Rapid retraining jobs program launched

NEW CASTLE — Learning to become a go-fer could result in a job in western Pennsylvania’s fast-growing energy industry.

Butler County Community College is seeing a 60 percent job placement for students who complete a roustabout course, offered this year, project manager Karen Zapp said.

The three-week class, offered for $355, provides students with skills to get a foot in the door at Marcellus Shale and energy industry sites, Zapp said.

“They come in as the go-fer guy” she said. “After that, they can work their way up to a driller and other jobs.”

This and other training programs are part of JobTrakPA, a statewide initiative to get unemployed, displaced workers back to work. It was launched Wednesday in Harrisburg.
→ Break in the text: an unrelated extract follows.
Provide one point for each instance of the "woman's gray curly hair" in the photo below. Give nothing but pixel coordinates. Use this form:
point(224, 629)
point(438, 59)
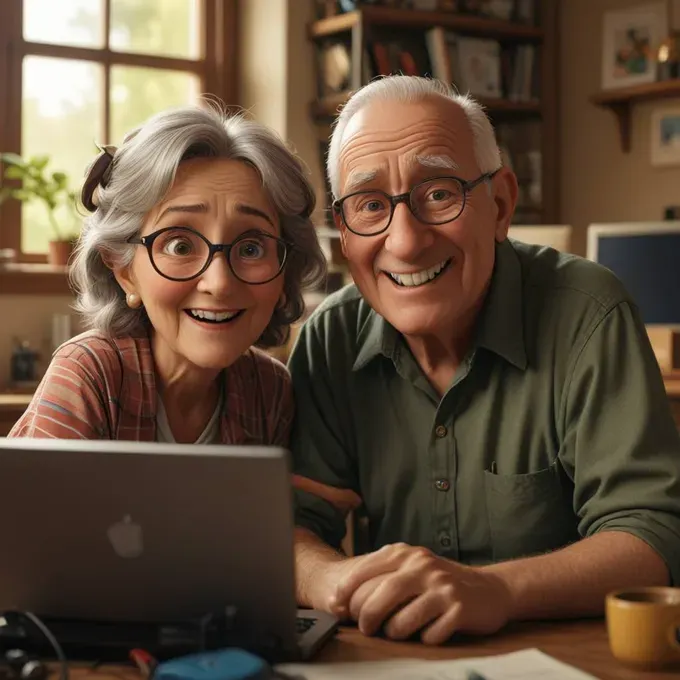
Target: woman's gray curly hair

Pennsylvania’s 14 community colleges will provide fast and affordable retraining through the program, funded through a $20 million Department of Labor Trade Adjustment Assistance Community College career training grant. This money was made available to community colleges last fall to provide new skills to the workforce.

In addition to the roustabout class, non-credit, rapid retraining courses offered at Butler County Community College teach fundamentals of welding or manufacturing, industrial mechanics, production technology, qualifying people for jobs created by natural gas drilling.

The Community College of Beaver County is preparing students for jobs as wastewater treatment operators, water treatment operators and process technicians.

Zapp said roustabout classes were offered in February, April, June and August. Another will begin Oct. 22.

A three-week fundamental welding class will be scheduled as soon as at least six people sign up, she added.

“The energy industry is a new kind of work than what we’re used to,” she said, noting employees are required to put in 12-hour days, often far from their homes.

“But we are up to it,” she said. “We here in Pennsylvania have a good work ethic.”

“If someone has been out of work for months or a year or more, the most important questions to ask are whether this training will result in a job and how soon,” said Nick Neupauer, president of Butler County Community College.

“This training is designed to deliver specific skills tailored to successful performance on the job, enabling us to develop quick courses.”

Some courses, he said, prepare student trainees to participate in industry-sanctioned exams leading to certifications.

State officials project 4,800 job openings exist in advanced manufacturing, 32,000 jobs in energy distribution, production and conservation will be needed by 2016, and more than 9,000 job openings will exist in healthcare information technology.

Following completion of courses, the community colleges provide job placement assistance.

Zapp and JobTrakPA career coach Jerry Johnston will visit Lawrence County CareerLink from 8 a.m. to noon Thursday to explain the program to staff and meet with anyone interested in learning more.